I stumble, but Jacob steadies me.
“Hey, Cass,” he says. “What’s the fifth rule of friendship?”
“Um,” I say, trying to focus. “Don’t let your friends get stolen by ghosts.”
“What about rule number eight?”
I exhale a cloud of pale white fog. “Don’t let your friend get hit by a car.”
“And number sixteen?”
I swallow, my voice getting stronger. “Don’t go somewhere I can’t follow.”
My head is starting to clear. And up ahead, the mist thins, just enough for me to see a girl with two dark braids in a pale gray shirt, a reddish light shining through her chest.
“Lara!” I call out, but my voice does the opposite of echoing. It drops away, inches from my face, swallowed up by the heavy quiet of this place.
Up ahead, Lara sways on her feet, stumbles, and falls.
“Lara,” I call as she pushes herself up and keeps walking.
“Lara!” I shout again, forcing myself forward. But she still can’t hear me. When I get close, I see her eyes are open, but glassy, unfocused, as if she’s in a dream.
“Lara, it’s me,” I say, but she doesn’t blink, doesn’t stop walking. “You have to wake up.”
“Um, Cass,” says Jacob, and I can tell by his voice that something else is wrong. I look at him, but he’s looking ahead, to the place where the mist swallows the bridge.
The space there is getting darker, the gray dissolving into black.
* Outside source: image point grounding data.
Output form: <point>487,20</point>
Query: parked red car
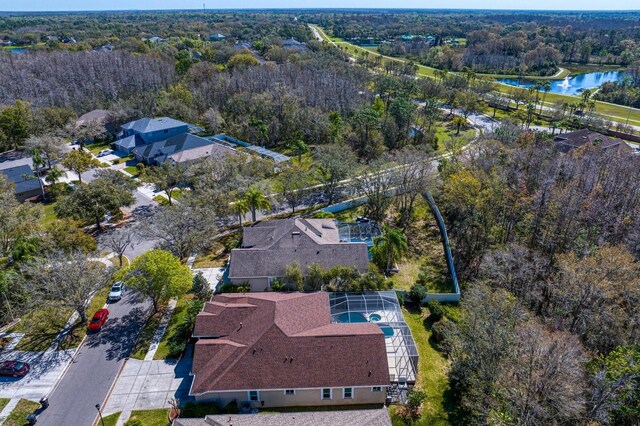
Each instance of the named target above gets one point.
<point>98,320</point>
<point>14,368</point>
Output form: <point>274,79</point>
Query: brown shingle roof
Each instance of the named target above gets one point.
<point>268,247</point>
<point>373,417</point>
<point>572,140</point>
<point>286,342</point>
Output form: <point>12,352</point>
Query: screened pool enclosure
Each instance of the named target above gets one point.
<point>383,309</point>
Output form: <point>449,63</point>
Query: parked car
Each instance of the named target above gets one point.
<point>14,368</point>
<point>117,290</point>
<point>98,320</point>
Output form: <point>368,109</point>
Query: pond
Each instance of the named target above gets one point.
<point>574,85</point>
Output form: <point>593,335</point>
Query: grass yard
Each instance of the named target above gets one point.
<point>432,374</point>
<point>158,417</point>
<point>3,403</point>
<point>19,414</point>
<point>178,316</point>
<point>146,335</point>
<point>111,419</point>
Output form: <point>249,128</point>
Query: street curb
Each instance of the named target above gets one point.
<point>110,391</point>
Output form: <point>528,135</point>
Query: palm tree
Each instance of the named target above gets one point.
<point>300,148</point>
<point>55,174</point>
<point>459,122</point>
<point>240,208</point>
<point>256,200</point>
<point>391,245</point>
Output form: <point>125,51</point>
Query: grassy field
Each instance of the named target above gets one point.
<point>432,374</point>
<point>611,112</point>
<point>3,402</point>
<point>177,318</point>
<point>159,417</point>
<point>146,335</point>
<point>111,419</point>
<point>19,414</point>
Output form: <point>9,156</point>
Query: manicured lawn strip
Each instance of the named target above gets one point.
<point>19,414</point>
<point>612,111</point>
<point>146,335</point>
<point>177,318</point>
<point>111,419</point>
<point>432,374</point>
<point>3,402</point>
<point>159,417</point>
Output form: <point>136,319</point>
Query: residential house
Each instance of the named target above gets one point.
<point>268,247</point>
<point>282,350</point>
<point>147,131</point>
<point>293,44</point>
<point>27,186</point>
<point>372,417</point>
<point>216,37</point>
<point>181,148</point>
<point>566,142</point>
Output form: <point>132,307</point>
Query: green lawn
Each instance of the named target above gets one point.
<point>177,318</point>
<point>111,419</point>
<point>611,111</point>
<point>146,335</point>
<point>159,417</point>
<point>432,374</point>
<point>19,414</point>
<point>3,402</point>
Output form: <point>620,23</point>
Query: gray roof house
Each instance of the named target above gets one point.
<point>371,417</point>
<point>27,185</point>
<point>268,247</point>
<point>148,130</point>
<point>181,148</point>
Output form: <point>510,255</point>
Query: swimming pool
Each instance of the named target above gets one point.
<point>375,317</point>
<point>351,317</point>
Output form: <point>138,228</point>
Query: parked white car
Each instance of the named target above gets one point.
<point>117,290</point>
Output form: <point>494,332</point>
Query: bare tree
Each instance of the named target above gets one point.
<point>64,280</point>
<point>119,241</point>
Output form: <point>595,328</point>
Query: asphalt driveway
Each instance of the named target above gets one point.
<point>96,365</point>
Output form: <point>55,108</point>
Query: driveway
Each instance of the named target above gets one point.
<point>145,385</point>
<point>46,369</point>
<point>96,366</point>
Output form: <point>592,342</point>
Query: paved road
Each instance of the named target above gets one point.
<point>93,371</point>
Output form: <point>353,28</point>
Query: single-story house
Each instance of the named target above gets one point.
<point>27,185</point>
<point>146,131</point>
<point>181,148</point>
<point>566,142</point>
<point>268,247</point>
<point>282,350</point>
<point>216,37</point>
<point>371,417</point>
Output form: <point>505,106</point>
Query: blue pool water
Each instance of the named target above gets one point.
<point>574,85</point>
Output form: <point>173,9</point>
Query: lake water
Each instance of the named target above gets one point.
<point>573,85</point>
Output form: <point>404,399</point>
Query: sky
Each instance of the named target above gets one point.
<point>71,5</point>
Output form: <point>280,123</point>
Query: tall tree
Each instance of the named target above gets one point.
<point>159,275</point>
<point>78,161</point>
<point>256,201</point>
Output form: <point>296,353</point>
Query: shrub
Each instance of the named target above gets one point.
<point>417,293</point>
<point>436,310</point>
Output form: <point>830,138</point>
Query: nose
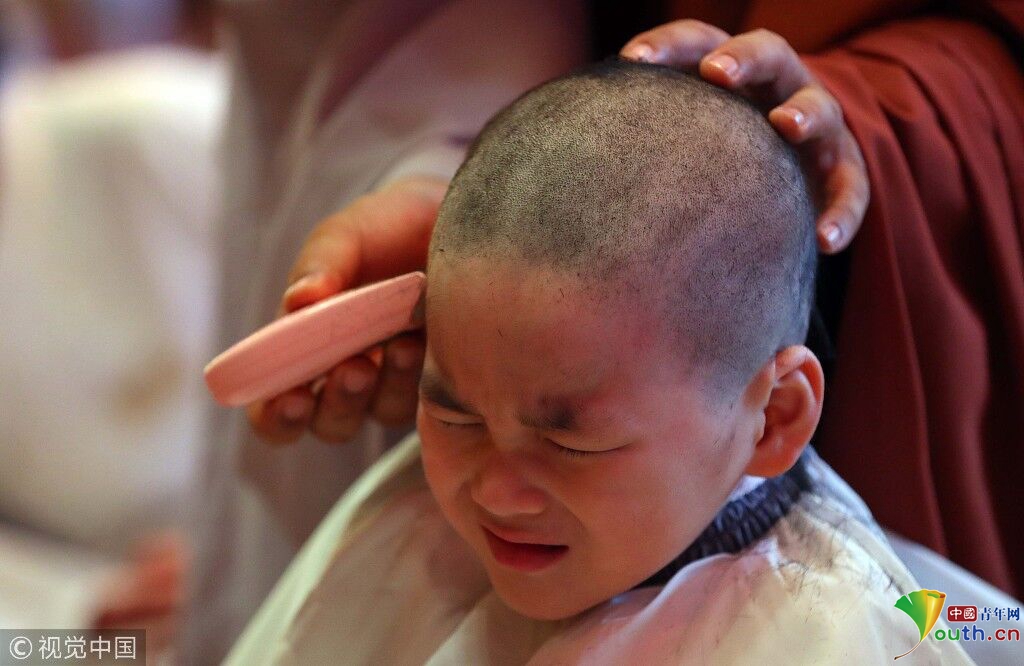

We’re almost to the end of the bridge. But Lara’s still walking, the red glow flickering inside her chest.
“Lara, stop,” I say, grabbing her arm.
But the moment my hand touches her skin, the world dissolves, the mist recoils, and all of a sudden I’m not on the bridge. I’m in a hospital room, surrounded by the slow beep of machines, the chemical-clean scent of sick places.
And there, lying in the middle of the narrow bed, is Lara.
She must be eight or nine, but she looks so small. Her tan skin is slick with sweat, her black hair matted to her face. Her breath comes out uneven, in little hitches and stutters, as if something is trapped inside her chest.
I open my mouth to say her name, but someone else says it instead.
“Lara.”
I look up.
A man and woman stand on the other side of the bed, holding on to each other, their faces hollow with fear. I’ve never met them, but they must be Lara’s parents. I see her written on their faces, her sharp eyes, her pointed chin.
A doctor stands at the foot of the bed, looking down at his sheet.
“We’re doing all we can,” he says. “Her heart is weak. Her fever isn’t breaking …”
Across the bed, the man and woman look so lost.
“Come outside,” says the doctor. “We need to talk.”
And in the bed, Lara’s eyelids flutter. Her mouth opens and closes, and she says, in little more than a whisper, “Please don’t go.”
But they don’t hear her.
The doctor leads her parents out into the hall. And Lara rolls over in her fevered sleep.
I can feel the heat wafting off her skin. A reddish glow in the air, just like the light inside her chest.
And I realize: This is her river.
This is the moment she almost died.
And that’s why we’re here. That’s what the Bridge of Souls is for. That’s what the Emissary wants. To change our fates. To set things right.